GCAA not worried about age of aircraft in recent crashes


With two plane crashes mere weeks apart in Region Seven (Cuyuni/Mazaruni), Director-General of the Guyana Civil Aviation Authority (GCAA) Lt. Col. (Ret’d) Egbert Field yesterday said the regulatory body had no worries about the age of the aircraft involved.

“I am not concerned about the age of the aircraft because the aircraft was made to have a lifespan of years. Sometimes 30, 40, 50 years. What the authority concerns itself about is the quality of maintenance for the aircraft. That is the reason why we have inspectors who go out and undertake surveillance exercises… we keep a very close eye on the maintenance of aircraft. Each year, an aircraft has to apply for a certificate of airworthiness,” Field told reporters yesterday.

Egbert Field

Last month, veteran pilot Collin Martin, of Roraima Airways, died after the Britten-Norman Islander aircraft he was piloting crashed a short distance from the Eteringbang Airstrip. The Roraima Airways plane was on a shuttling mission with another Roraima-owned aircraft behind when upon approaching the runway it nosedived and landed in the jungle.

On Tuesday, another accident occurred a short distance from that airstrip. In that instance, a single engine Cessna aircraft belonging to another domestic carrier, Wings Aviation and piloted by Dominic Waddell, crashed shortly after takeoff. Waddell was also on a shuttling mission when the incident occurred around 11am. A statement from the GCAA stated that he suffered minor injuries as a result of the incident.

Field, when asked yesterday by Stabroek News whether the regulatory body had any concerns on the state of that particular airstrip,  said that based on its analysis, the GCAA did not see the airstrip “being involved in any way or being a cause. No we do not have any concerns with reference to the airstrip.”

Field was also asked whether the second pilot in the fatal plane crash would have provided any information that could shed some light on how the crash occurred.

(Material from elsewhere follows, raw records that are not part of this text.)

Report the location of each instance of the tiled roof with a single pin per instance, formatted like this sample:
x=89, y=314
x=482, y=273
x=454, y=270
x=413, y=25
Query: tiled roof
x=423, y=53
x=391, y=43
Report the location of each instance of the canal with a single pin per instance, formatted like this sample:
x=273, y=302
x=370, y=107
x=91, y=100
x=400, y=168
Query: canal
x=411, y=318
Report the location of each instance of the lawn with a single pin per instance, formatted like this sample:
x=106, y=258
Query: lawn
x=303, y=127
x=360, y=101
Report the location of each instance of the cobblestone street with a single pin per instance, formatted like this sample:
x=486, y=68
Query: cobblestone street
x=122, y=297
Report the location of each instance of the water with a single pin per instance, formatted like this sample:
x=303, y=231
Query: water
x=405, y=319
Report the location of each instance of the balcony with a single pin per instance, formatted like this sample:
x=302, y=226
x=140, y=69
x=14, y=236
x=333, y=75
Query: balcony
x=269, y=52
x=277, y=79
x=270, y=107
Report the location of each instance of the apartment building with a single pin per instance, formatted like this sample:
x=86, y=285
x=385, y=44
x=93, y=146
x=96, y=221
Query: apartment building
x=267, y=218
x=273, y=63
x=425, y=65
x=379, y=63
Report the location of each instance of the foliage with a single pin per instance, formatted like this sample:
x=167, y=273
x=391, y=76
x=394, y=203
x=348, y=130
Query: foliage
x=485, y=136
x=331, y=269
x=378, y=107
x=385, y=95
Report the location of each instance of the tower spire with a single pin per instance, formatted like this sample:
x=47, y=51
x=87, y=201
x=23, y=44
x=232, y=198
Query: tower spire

“What the second pilot in the first crash said is that the other aircraft was about five minutes in front of him because they were both on a shuttling mission and when he came around to land he saw the aircraft in the bushes. Apparently he couldn’t see when he went down. He was a couple of minutes behind him.”

Accident investigator Paula McAdam had told this newspaper that a team would be heading into the area to secure the engine.

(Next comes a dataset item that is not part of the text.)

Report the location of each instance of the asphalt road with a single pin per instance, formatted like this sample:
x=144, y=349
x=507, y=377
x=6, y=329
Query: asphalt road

Yesterday, Field confirmed to reporters that the engine has been retrieved from the crash site. “That should be shipped out to the manufacturers,” he said when asked for an update on the investigations.

“The last accident, a view days ago, an investigator is now at that location securing the engine to ship it out to Georgetown for further transportation to the manufacturers,” he added. While he said there are no findings on any of the accidents at the moment, he added that as investigations are ongoing, they are hoping that they can come to a definite conclusion in an effort to ascertain what would have been the causes. “We have to look at equipment, weather conditions and we also have to look at the human factors involved. Not discounting any one of them,” Field said.